Kennedy could not say if this week's service bulletin, first reported by The Wall Street Journal, would apply to the same GEnx engines that are already subject to a Federal Aviation Administration airworthiness directive from last month.

That FAA order required all in-service GEnx engines to be checked every 90 days for driveshaft cracks, the problem in the engine that failed July 28 in North Charleston and in another engine on another pre-delivery 787 in Washington state.

A spokesman for the National Transportation Safety Board, which has been investigating the issues, declined to comment on the prospect of a new GE service bulletin. The FAA did not return a message Tuesday afternoon.
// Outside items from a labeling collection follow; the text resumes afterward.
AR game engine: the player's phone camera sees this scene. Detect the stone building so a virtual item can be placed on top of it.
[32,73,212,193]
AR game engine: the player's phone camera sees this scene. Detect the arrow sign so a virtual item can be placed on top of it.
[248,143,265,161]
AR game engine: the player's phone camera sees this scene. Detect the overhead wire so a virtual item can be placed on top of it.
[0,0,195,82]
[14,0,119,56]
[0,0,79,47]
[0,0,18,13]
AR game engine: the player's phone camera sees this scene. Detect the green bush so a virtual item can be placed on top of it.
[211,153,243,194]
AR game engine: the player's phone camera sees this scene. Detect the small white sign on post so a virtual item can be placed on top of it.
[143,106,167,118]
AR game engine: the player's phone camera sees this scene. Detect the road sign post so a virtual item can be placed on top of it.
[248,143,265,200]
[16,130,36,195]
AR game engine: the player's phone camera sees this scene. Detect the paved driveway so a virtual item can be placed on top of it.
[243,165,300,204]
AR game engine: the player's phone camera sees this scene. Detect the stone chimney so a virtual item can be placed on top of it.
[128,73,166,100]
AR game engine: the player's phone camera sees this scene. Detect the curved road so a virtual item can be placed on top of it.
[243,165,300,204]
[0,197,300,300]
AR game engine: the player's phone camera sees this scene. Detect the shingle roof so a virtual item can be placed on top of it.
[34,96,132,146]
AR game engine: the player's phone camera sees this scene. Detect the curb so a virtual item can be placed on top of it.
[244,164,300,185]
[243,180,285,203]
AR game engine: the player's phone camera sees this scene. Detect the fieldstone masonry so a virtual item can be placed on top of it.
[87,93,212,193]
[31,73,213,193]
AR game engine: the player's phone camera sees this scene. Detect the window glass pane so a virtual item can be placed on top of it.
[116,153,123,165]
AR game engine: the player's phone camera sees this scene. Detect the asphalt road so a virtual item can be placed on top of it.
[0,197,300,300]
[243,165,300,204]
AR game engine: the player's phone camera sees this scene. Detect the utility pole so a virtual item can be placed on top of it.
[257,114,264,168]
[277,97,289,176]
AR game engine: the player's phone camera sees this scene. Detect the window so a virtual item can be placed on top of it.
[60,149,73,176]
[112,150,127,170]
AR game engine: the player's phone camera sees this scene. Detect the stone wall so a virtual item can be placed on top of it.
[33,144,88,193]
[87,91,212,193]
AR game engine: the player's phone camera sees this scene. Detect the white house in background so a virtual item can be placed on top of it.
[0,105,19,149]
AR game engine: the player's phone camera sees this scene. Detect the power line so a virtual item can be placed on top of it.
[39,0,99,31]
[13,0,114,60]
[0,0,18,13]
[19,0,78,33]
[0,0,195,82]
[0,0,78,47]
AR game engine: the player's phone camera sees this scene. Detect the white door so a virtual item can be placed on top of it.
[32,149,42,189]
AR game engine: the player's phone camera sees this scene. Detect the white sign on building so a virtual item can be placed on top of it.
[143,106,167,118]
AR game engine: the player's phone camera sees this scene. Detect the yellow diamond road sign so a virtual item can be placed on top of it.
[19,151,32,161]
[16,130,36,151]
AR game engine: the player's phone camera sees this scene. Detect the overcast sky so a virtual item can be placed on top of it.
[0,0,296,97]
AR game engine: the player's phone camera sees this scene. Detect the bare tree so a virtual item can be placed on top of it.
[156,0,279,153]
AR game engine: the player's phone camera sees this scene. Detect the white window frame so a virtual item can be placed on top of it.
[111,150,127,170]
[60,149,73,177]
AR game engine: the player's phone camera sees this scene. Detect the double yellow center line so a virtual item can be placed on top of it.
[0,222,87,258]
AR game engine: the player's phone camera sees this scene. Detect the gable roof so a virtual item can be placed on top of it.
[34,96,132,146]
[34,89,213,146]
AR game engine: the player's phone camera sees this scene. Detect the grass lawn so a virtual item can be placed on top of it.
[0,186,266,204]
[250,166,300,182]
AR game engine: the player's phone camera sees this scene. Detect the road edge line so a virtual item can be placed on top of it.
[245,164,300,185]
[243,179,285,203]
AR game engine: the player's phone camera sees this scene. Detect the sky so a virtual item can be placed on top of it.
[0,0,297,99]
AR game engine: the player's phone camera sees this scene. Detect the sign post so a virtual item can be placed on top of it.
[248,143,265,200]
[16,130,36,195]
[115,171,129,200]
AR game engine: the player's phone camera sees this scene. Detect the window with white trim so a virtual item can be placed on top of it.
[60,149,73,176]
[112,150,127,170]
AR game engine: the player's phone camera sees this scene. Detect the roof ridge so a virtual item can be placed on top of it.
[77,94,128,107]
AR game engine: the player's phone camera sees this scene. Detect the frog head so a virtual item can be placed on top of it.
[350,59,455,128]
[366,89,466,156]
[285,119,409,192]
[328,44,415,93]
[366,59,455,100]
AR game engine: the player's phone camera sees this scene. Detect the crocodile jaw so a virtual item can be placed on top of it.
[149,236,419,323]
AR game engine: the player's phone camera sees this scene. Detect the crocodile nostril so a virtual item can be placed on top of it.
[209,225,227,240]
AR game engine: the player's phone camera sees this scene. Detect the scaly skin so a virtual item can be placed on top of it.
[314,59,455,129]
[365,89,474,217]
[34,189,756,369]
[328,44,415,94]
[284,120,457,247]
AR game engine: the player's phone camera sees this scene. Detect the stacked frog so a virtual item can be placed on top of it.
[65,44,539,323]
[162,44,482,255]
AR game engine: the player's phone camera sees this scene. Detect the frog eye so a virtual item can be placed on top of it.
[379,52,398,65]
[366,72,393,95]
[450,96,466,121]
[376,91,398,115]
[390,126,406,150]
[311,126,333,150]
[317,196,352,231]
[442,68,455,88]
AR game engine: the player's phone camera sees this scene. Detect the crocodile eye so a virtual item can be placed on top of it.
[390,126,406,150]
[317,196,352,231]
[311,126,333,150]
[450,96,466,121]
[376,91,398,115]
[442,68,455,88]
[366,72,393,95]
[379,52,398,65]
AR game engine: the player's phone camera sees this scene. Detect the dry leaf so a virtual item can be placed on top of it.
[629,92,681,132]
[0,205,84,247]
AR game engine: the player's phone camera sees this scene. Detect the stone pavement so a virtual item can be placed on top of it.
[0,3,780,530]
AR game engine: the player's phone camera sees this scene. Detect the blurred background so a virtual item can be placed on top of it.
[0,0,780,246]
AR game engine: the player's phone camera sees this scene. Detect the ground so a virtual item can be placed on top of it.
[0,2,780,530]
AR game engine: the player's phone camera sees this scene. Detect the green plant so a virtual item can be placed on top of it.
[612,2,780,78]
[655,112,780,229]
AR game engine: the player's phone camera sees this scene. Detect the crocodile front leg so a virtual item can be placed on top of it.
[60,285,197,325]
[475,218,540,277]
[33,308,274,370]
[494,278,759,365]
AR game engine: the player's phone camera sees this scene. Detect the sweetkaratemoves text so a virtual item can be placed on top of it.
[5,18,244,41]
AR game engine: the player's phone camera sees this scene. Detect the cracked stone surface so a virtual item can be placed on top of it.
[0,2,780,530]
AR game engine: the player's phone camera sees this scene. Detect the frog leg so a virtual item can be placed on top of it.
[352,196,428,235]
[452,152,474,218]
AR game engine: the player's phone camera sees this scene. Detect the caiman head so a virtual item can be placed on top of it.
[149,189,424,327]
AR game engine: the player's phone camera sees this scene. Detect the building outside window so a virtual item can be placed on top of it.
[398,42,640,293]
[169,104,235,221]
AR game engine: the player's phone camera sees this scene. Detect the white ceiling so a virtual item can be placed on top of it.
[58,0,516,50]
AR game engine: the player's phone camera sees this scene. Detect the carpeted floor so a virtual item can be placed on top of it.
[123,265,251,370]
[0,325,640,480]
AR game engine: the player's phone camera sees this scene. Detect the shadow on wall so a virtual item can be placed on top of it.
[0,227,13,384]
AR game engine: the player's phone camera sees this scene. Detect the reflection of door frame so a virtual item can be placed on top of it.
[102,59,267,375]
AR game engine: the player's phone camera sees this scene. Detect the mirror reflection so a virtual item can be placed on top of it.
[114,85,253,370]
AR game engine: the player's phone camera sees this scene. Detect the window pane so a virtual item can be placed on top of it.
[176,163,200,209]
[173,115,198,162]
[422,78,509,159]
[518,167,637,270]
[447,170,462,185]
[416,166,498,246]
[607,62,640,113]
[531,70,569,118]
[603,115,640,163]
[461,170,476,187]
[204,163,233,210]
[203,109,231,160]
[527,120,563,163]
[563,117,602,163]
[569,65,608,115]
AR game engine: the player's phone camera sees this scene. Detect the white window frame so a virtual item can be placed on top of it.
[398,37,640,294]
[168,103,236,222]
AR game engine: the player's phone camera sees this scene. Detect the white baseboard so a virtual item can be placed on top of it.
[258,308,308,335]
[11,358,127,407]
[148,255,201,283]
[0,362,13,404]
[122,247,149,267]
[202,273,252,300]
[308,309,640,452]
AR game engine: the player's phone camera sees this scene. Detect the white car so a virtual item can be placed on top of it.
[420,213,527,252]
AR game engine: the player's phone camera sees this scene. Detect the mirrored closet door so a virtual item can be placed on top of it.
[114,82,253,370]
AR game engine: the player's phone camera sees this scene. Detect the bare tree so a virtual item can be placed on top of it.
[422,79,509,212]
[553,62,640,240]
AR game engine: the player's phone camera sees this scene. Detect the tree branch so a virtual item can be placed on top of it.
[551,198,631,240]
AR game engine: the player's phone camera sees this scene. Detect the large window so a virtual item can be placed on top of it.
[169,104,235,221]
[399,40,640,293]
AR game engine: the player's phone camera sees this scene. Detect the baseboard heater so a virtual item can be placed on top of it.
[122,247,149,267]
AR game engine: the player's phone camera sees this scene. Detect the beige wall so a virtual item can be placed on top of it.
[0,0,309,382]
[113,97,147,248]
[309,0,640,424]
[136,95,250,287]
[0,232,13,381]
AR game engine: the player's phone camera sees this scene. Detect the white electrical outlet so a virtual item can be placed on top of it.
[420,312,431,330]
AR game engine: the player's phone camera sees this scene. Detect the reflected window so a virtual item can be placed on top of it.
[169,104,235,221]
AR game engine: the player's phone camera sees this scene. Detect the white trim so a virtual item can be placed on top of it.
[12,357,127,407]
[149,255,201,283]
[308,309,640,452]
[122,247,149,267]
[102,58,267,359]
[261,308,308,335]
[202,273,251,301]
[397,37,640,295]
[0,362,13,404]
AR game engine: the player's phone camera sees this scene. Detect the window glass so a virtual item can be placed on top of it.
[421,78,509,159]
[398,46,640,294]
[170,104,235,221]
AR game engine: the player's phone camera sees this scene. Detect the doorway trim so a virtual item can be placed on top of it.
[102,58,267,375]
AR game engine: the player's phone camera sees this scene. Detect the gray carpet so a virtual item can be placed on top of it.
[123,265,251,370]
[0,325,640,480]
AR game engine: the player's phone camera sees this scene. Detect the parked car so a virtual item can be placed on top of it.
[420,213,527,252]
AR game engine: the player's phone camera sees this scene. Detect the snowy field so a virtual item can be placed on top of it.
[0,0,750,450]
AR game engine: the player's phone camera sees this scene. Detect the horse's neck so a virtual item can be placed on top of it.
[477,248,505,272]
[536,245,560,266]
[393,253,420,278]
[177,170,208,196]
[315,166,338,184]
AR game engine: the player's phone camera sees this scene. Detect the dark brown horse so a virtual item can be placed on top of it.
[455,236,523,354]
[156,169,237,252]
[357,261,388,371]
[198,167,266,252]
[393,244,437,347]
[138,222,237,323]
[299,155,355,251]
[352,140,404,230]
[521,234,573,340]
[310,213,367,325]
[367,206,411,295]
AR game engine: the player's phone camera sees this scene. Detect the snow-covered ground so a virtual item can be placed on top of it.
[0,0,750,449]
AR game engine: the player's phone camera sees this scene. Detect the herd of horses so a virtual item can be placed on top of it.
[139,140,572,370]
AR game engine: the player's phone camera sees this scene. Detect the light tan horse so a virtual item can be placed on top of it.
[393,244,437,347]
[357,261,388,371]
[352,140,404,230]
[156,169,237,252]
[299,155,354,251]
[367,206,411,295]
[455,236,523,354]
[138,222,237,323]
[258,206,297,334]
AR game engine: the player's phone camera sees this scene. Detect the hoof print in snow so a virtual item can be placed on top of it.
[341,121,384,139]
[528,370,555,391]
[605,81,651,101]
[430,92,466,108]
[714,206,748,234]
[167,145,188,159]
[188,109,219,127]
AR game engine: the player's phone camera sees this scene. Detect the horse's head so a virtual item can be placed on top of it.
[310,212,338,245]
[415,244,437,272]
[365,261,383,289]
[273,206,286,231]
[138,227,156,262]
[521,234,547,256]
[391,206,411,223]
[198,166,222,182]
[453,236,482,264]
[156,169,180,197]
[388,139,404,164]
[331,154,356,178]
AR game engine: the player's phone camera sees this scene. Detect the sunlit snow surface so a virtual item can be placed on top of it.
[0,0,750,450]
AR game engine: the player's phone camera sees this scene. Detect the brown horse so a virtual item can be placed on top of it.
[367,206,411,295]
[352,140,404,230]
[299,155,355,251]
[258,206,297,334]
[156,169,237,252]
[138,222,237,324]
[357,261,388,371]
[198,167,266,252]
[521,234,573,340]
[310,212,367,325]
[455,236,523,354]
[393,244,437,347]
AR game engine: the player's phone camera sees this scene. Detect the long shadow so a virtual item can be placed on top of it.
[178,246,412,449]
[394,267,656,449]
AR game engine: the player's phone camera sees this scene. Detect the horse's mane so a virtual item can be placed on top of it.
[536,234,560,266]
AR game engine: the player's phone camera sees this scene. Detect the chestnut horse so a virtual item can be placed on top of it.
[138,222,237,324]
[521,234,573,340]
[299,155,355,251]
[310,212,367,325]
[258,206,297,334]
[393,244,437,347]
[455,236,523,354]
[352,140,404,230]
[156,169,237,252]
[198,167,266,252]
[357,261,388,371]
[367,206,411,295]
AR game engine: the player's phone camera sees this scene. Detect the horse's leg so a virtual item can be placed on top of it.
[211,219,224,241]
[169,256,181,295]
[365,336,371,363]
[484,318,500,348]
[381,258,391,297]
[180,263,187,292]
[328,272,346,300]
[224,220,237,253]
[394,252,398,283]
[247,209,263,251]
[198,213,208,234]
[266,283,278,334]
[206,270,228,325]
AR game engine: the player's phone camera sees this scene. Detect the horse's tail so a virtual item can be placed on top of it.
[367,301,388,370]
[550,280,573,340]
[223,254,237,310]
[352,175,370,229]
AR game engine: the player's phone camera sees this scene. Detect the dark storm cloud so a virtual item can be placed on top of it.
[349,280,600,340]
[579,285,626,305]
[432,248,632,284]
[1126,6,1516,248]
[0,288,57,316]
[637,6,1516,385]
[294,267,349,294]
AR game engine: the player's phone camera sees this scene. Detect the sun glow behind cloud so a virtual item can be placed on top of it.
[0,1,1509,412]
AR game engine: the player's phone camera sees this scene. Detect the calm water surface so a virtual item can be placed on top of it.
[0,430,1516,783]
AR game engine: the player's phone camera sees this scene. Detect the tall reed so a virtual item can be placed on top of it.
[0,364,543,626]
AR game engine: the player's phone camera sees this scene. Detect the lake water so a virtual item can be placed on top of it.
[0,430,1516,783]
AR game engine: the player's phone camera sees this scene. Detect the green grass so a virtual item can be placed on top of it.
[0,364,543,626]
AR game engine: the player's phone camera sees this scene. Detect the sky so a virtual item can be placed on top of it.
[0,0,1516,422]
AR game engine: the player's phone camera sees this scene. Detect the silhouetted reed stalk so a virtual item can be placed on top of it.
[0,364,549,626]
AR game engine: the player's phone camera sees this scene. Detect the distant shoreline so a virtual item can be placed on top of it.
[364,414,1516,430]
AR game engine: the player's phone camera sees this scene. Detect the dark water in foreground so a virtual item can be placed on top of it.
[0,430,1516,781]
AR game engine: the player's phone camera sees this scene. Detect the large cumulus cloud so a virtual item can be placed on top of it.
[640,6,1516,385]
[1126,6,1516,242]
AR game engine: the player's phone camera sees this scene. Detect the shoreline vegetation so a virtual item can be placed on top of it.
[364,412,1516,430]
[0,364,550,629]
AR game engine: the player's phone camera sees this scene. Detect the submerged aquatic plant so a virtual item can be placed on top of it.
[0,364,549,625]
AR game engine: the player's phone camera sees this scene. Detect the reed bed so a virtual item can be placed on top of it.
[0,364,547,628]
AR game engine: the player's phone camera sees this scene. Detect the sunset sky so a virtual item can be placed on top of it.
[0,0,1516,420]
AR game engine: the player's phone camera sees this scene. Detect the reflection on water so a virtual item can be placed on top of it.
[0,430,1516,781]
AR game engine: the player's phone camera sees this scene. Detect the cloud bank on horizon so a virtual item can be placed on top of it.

Hans Weber, a jet engine expert in California, said the acknowledgement that there is more than one issue with

the GEnx is cause for continued concern.

"Generally the more different problems you have with anything," Weber said, "the more doubtful people become about the reliability of the product."

A preliminary inspection of the GEnx-2B engine that failed in Shanghai showed similar damage to the low-pressure turbine that was found in the GEnx-1B engine after the North Charleston incident. But further investigation showed the 747 engine's fan midshaft did not crack like the 787 engine's shaft did.

Weber, president of TECOP International Inc., found the damage to that particular section of the engine puzzling.

"I'm just one of many people who are scratching their heads, especially since the low-pressure turbine is actually operating in a friendly environment," he said. "The hottest and highest stress environment is experienced by the high-pressure turbine."

Officials from Boeing, all of whose South Carolina-built 787s to date are powered by GEnx engines, have projected calm as the investigations continue and GE figures out fixes.

Operating under the understanding that corrosion is to blame for the cracks, GE is applying a coating to new fan midshafts to solve that problem.

In Charleston on Monday, Boeing CEO Jim McNerney called the issues "growing pains in a new engine" that would not slow down the 787 program.

But as McNerney spoke, the chief executive of Qatar Airways, Akbar Al Baker, declared that he would not take delivery of any of the 30 Dreamliners his airline has on order until the GEnx engine issues are resolved.

Weber said that could affact "Boeing's short-term cash flow if they can't make deliveries."

Still, Weber maintained that the engine problems are "relatively quickly fixable," and predicted that investigators would determine the cause of the China incident by the end of the week.